She
washed her lunch dishes, not much at all, a single plate, actually quiet clean
and not needing much scrubbing (only bread crumbs and a tiny smear of mustard
on one edge), a small glass bowl cloudy with the remains of yogurt and dark
berries, a spoon, a coffee cup. In the
past she would have waited until the sink was full of dishes, but
fastidiousness had become her habit, cleaning-up an act reflexive and natural.
She looked out the window at the back yard, vibrant
with the green chaos of a healthy vegetable garden, tomatoes, heavy-leafed
summer squash, cucumbers, peppers, all coming along nicely, and beyond them to
the roses along the sunny back fence.
When they had moved in, she had expected to have to
take the roses out, put on her long-sleeved gardening shirt and her heavy
leather work gloves, clip back the long ragged arms of the bush, carve the root
ball from the soil. A thin shell of
struggling life surrounding a tangle of dead and rotten core.
But now they thrived in the summer sun. Their grave state, so close to the end,
untended and so near exhaustion and extirpation, had given her the courage to
be as ruthless as she needed to be in her pruning. She had cut and sheared and slashed, opening
the bushes up and letting sunlight and air circulate through their choking
hearts.
It had been good for her to, good to see the garden
take shape and fill in empty spaces with growing plants and new life, good too
to be outside, away from the sick heavy weight inside the house, away from
him.
She had saved the roses, carried them through the
fall and winter, swaddling them in black garbage bags during the rare over
night frosts. They surprised her with
their hardiness. She wanted them to
thrive.
She went to the library, she read books and articles
online, she used gardening podcasts not as background noise but as dedicated
listening, sitting in her chair with a cup of coffee and a notepad. She had never had a garden before, had never
known she would want one, had learned only now that she did. He wouldn't listen to them with her, wouldn't talk about her plans for the garden.
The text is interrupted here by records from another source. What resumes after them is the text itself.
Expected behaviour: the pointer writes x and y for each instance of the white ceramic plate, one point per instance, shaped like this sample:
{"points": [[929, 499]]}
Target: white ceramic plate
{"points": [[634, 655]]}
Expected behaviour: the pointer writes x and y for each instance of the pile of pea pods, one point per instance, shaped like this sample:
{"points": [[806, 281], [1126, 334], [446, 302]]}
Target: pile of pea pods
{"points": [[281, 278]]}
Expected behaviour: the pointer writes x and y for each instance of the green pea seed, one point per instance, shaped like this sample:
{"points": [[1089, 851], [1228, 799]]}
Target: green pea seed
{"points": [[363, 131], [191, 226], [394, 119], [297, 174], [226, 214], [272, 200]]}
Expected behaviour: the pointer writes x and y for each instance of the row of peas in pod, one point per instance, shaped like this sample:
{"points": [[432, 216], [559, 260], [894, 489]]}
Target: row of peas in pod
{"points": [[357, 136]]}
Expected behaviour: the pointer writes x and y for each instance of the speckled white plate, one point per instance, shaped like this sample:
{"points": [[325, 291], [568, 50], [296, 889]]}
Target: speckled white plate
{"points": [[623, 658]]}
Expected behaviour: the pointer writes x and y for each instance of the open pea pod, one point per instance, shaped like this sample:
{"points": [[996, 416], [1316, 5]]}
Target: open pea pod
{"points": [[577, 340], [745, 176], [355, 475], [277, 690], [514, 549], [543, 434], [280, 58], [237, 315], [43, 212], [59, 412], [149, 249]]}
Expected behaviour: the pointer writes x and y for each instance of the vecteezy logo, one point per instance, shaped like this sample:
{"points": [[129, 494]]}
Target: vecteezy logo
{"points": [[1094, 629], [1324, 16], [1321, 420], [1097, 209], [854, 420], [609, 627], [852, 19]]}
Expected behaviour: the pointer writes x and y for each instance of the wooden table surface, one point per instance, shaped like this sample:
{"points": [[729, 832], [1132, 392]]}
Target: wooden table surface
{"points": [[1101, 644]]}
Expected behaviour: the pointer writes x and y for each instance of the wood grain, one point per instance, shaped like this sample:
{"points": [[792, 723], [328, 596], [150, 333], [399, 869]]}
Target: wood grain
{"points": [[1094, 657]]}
She learned about soil, about how it translated time
and geology and moisture and chemistry into the poetry of plants. She had dug into the dirt under the roses,
pried open heavy clay gray and cold and sterile. The roses had been under attack from below,
their foundations undermined by poor soil.
And, finally, she found a place for her husband in the garden.
“He’s finally doing something useful” she said aloud
and to herself. That was another recent
habit that felt very right, very comfortable.
She smiled to herself and washed the heavy bread knife. The roses had never looked healthier, and she hadn't had to use any chemical fertilizers.
Perhaps
she could dry the rosehips for tea, she thought.